History would dictate that, under ordinary circumstances, Walker and Oz would be considered “weak” picks for high office, Mayer says. The criteria of assessing candidate competency has shifted as a result. It’s just another example of the “Trump effect,” and the norm-shattering impact the former president has had on U.S. electoral politics. 

Next month, Beauchamp and Mayer will be presenting models that offer midterm predictions, with an emphasis on the House races, at the Political Science Association. Mayer is predicting that the Democrats will lose up to 40 seats in the House; Beauchamp’s outlook is less austere. 

“The models I have played around with over the last six months or so are based on two major variables. One is presidential popularity, and the other is how many seats the party of the president holds relative to its long-run average,” Mayer says.

Data courtesy of Nick Beauchamp.
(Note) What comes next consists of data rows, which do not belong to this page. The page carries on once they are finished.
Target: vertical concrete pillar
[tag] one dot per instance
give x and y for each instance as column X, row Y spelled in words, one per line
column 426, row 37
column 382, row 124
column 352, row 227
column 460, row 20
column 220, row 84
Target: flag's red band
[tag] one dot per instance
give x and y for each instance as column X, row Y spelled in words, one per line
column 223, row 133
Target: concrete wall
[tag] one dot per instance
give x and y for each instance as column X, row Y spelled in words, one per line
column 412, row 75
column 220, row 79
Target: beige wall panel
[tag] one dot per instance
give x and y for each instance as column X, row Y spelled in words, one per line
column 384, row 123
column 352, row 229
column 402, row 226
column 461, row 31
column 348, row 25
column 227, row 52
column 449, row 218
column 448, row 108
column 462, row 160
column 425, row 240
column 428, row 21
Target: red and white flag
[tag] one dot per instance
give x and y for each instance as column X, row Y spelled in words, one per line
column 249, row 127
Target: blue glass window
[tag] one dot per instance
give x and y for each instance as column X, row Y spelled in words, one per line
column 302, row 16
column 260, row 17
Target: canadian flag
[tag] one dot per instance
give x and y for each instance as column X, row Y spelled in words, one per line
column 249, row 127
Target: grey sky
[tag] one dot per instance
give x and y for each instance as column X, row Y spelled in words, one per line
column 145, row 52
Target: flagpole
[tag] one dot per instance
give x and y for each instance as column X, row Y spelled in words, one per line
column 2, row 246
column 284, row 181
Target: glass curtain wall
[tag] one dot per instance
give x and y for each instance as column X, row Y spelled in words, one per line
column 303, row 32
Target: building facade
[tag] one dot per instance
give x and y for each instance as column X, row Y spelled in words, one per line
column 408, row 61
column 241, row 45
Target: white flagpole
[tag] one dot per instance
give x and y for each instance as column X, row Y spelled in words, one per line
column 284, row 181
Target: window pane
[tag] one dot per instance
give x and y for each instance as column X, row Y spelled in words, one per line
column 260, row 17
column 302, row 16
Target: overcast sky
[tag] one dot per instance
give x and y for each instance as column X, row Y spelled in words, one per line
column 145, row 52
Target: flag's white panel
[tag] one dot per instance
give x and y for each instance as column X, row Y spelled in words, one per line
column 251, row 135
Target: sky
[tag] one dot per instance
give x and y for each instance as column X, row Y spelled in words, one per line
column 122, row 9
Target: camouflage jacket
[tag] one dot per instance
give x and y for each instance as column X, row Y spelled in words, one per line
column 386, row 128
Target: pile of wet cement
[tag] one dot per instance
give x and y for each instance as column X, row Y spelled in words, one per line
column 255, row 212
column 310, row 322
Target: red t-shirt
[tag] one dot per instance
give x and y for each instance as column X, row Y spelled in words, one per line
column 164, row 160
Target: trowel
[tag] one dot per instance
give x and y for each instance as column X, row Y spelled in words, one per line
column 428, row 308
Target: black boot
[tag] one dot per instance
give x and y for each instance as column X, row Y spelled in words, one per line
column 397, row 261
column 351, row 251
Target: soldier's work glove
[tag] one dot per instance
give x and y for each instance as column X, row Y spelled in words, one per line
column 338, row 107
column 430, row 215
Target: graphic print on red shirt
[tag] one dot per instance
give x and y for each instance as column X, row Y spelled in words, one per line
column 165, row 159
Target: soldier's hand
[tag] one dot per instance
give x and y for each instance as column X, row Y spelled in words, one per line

Illustration by Zach Christensen/Northeastern.

Since the Democratic and Republican parties began to entrench themselves politically in the U.S., there has been a pretty consistent trend of the presidential party losing a chunk of seats in the House of Representatives during the midterms, Beauchamp says. Historical precedents like this are sometimes overlooked in election models.

“To a first approximation, predicting how the midterms are going to turn out is one of the boringest prediction jobs you can have in political science,” Beauchamp says. “That’s because we don’t have too many regularities, but the one that is most certain is that the president’s party usually loses seats in both chambers during the midterms.” 

The Senate is more difficult to model—and this election cycle is no exception, Beauchamp says. 

“We could say of the Senate we’re much more uncertain this time around than many times we’ve been in the past,” he says.